Features suggesting epilepsy include automatisms, incontinence and biting the tongue.
What are the investigations for NES?
Video-electroencephalogram is widely considered to be the gold standard for diagnosing NES.
Investigations will depend on the specific presentation of each patient. Investigations include:
o A full assessment for the presence of any underlying physical cause for epilepsy – e.g., electroencephalograph (EEG), MRI brain scan.
o The EEG should not be used to exclude a diagnosis of epilepsy in a child, young person or adult in whom the clinical presentation supports a diagnosis of a non-epileptic event. Provocation by suggestion may be used in the evaluation of non-epileptic attack disorder. However, it has a limited role and may lead to false-positive results in some people.
Investigations for physical causes of NES - eg, fasting glucose, electrolytes, ECG, echocardiogram.
A full psychiatric assessment.
Serum prolactin rises in over 90% of patients after a tonic-clonic seizure and 60% of patients after a complex focal seizure (previously called a complex partial seizure). However, an increased postictal prolactin is nonspecific.
What is the management of NES?
Management is directed at treatment of the underlying cause.
It is essential that patients fully understand the diagnosis of non-epileptic seizures and the likely underlying causes/contributory factors.
A poor reaction to the diagnosis and lack of understanding with regard to the condition and precipitating factors may lead to a poor prognosis.
Various treatments have been tried with variable success for PNES.
Treatment regimes for NES include non-psychological (eg, anti-anxiety and antidepressant medication) and psychological therapies (including cognitive behavioural therapy, hypnotherapy and paradoxical injunction therapy).
With paradoxical injunction therapy, the therapist imposes a directive that places the client in a therapeutic double bind that promotes change regardless of the client’s compliance with the directive.
What is the DVLA guide for group 1 drivers with epilepsy?
Group 1 car and motorcycle:
o Must not drive and must notify the DVLA.
o Provided the licence holder or applicant satisfies the regulations, a review licence will usually be issued.
o If there have been no seizures for 5 years (with medication if necessary), and no other disqualifying condition, a ‘til 70 licence is usually restored.
First unprovoked seizure:
- Driving will be prohibited for 6 months from the date of the seizure.
- Clinical factors that indicate that there may be an increased risk of seizures require the DVLA not to consider licensing until after 12 months from the date of the first seizure.

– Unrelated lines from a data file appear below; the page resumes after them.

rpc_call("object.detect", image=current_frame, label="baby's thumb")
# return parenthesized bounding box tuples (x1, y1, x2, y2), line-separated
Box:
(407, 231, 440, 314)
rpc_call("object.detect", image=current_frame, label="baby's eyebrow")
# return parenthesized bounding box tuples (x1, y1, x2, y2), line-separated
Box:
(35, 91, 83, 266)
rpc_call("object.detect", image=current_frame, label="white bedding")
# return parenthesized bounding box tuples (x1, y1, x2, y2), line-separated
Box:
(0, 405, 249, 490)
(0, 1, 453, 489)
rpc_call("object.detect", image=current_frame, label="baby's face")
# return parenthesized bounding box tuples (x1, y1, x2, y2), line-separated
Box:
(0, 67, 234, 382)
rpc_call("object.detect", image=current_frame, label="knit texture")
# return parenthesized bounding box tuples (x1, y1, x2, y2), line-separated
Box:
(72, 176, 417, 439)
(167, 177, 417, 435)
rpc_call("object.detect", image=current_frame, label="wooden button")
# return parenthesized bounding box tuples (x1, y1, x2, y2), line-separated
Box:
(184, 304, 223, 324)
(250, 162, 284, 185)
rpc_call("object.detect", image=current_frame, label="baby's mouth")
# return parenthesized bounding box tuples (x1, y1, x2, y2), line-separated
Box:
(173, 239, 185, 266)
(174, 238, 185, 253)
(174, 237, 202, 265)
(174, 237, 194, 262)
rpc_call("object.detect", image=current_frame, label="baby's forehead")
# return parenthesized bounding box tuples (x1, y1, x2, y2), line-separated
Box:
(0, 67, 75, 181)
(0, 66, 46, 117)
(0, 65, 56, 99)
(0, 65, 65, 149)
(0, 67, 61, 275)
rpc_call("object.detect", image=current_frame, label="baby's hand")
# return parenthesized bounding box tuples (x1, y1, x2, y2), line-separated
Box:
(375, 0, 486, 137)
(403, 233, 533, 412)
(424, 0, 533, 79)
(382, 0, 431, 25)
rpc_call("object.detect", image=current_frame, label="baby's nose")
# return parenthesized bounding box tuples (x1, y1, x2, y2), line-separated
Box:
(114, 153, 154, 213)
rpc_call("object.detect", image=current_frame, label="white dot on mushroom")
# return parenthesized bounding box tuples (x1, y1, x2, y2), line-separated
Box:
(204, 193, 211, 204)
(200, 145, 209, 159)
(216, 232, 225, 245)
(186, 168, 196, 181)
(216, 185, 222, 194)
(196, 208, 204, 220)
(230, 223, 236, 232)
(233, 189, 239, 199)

What is the DVLA guide for group 2 drivers with epilepsy?
Group 2 bus and lorry:
o Must not drive and must notify the DVLA.
o The person with epilepsy must remain seizure-free for 10 years (without epilepsy medication) before licensing may be considered.
First unprovoked seizure:
- Driving will be prohibited for 5 years from the date of the seizure.
- If, after 5 years, a neurologist has made a recent assessment and clinical factors or investigation results (for example, EEG or brain scan) indicate no annual risk greater than 2% of a further seizure, the licence may then be restored.
- Such licensing also requires that there has been no need for epilepsy medication throughout the 5 years up to the date of the licence being restored.